Nov 28:

Well, I knew Thanksgiving was going to be bad, so I guess I shouldn't feel surprised by what happened.

Jim offered to drive us down to SoCal, which was great because I was really busy having a stroke. He didn’t seem nervous at all. He was playing loud music and making jokes during the entire five hour trip, broken up by one stop at McDonald’s and one stop at In ‘N Out Burger. Yes, we ate lunch twice. What of it?

We arrived at our destination by dinnertime, so we got some food and checked into our hotel. When I told my mother that I was bringing Jim, she offered to put us both up for the night, but I think that was just to make sure we weren’t sleeping in the same bedroom. In her mind, I’m pretty sure she thinks I’m still a virgin. And I’d really rather not do anything to dispel that notion.

So yes, I told her about Jim, against my better judgment. I had to, mostly because the mention of him brought on an onslaught of questions. And one of those questions was a very suspicious, “So what’s wrong with him?” Because obviously any guy I’d date has to be defective. Well, I guess she was right.

“He uses a wheelchair,” I said.

“No, seriously,” she said. “Stop making fun of me.”

“I’m serious!” I said.

“He uses a wheelchair?? Why??”

“He’s a quadriplegic.”

What followed was my mom yelling to my dad what I had just told her, then asking him what a quadriplegic was. I heard him yell back, “Like Christopher Reeve!” Then my mother demanded to know again if I was messing with her. Already this was going really well.

“So he can't move his arms or legs?” my mother asked. I guess she was mentally reviewing everything she knew about Christopher Reeve. “Oh my god, is he on a breathing machine?”

“No, he can breathe on his own,” I mumbled.

“Do he use one of those wheelchairs you control with your tongue?”

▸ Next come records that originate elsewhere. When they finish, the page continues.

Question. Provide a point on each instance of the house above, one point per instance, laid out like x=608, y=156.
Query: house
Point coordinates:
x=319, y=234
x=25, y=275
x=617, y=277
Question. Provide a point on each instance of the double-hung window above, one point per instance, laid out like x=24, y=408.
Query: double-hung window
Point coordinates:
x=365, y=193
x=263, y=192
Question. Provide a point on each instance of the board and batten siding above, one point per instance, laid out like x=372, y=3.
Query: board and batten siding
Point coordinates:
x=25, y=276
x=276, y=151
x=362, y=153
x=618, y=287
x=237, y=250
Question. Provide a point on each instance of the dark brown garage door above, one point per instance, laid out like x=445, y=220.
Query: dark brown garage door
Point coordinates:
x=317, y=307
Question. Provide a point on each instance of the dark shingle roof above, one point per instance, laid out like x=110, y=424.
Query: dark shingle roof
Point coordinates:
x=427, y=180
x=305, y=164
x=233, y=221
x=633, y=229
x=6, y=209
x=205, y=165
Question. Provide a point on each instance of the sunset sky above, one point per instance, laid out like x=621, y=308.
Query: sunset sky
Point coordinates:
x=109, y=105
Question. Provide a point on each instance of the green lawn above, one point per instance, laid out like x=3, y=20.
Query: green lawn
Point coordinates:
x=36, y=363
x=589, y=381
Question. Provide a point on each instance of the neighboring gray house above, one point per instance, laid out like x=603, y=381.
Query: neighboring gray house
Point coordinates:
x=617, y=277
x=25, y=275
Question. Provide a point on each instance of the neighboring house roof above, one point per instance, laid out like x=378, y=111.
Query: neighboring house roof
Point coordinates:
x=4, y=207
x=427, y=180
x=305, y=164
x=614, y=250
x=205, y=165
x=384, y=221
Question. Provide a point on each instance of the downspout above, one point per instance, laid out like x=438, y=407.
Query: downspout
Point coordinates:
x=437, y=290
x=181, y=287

For some reason, the thought of Jim operating a wheelchair with his tongue made me giggle, in spite of everything. It could be worse, right? I decided maybe I shouldn't let on that Jim wasn't as disabled as she thought he was. After what she was picturing, a relatively normal-looking guy in a manual wheelchair would probably be a relief to her.

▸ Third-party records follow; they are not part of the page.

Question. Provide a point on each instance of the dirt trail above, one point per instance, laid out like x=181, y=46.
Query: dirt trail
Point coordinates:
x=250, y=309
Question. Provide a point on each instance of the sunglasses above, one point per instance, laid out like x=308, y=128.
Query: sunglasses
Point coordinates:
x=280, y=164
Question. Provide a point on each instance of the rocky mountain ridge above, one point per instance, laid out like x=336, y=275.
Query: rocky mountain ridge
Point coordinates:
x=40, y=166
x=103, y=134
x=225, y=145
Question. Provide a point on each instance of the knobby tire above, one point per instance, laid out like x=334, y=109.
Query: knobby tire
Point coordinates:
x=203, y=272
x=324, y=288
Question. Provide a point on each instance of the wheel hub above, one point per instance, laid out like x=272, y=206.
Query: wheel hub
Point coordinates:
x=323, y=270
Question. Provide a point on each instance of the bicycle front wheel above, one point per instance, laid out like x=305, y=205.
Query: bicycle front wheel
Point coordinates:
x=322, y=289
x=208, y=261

Jim and I left the hotel in the afternoon and headed over to my parents’ house. They have a really nice big house with a nice big step to get to the front door that I totally forgot about. As I’ve said, Jim can usually jump one step, but he was having trouble with this one, for some reason. Just to torture me, maybe. Three tries and he couldn’t do it.

“Do you need help?” I asked.

Jim shook his head. He never ever wants help. The only time he’s ever asked me for help with something was when I unbuttoned his shirt and he couldn’t get it buttoned again. Small buttons elude him.

He made it on the next try, thank god, and I forced myself to knock on the door. My mother answered and I could see her eyes bugging out when she saw Jim. She hid it pretty well though. She welcomed him inside, although he had to clean his wheels off pretty thoroughly on the welcome mat to keep from dirtying the white carpet.

My sister Tina was already there with her husband Theo. I hadn’t seen Tina in months and I was shocked to see that she was visibly pregnant. I had been dreading Tina’s inevitable pregnancy for years, but now I was so happy that there was a distraction to take the heat off me. Great timing, Tina.

By the way, my sister Tina is gorgeous. I don’t know how we came from the same genetic material. Nobody thinks we’re sisters. People will insist we’re half sisters. It's sort of like that movie where Arnold Schwarzenegger and Danny DeVito are twins. She’s really beautiful, I don’t get it. And her husband Theo is a Greek God. I could never compete with that. May as well go for broke.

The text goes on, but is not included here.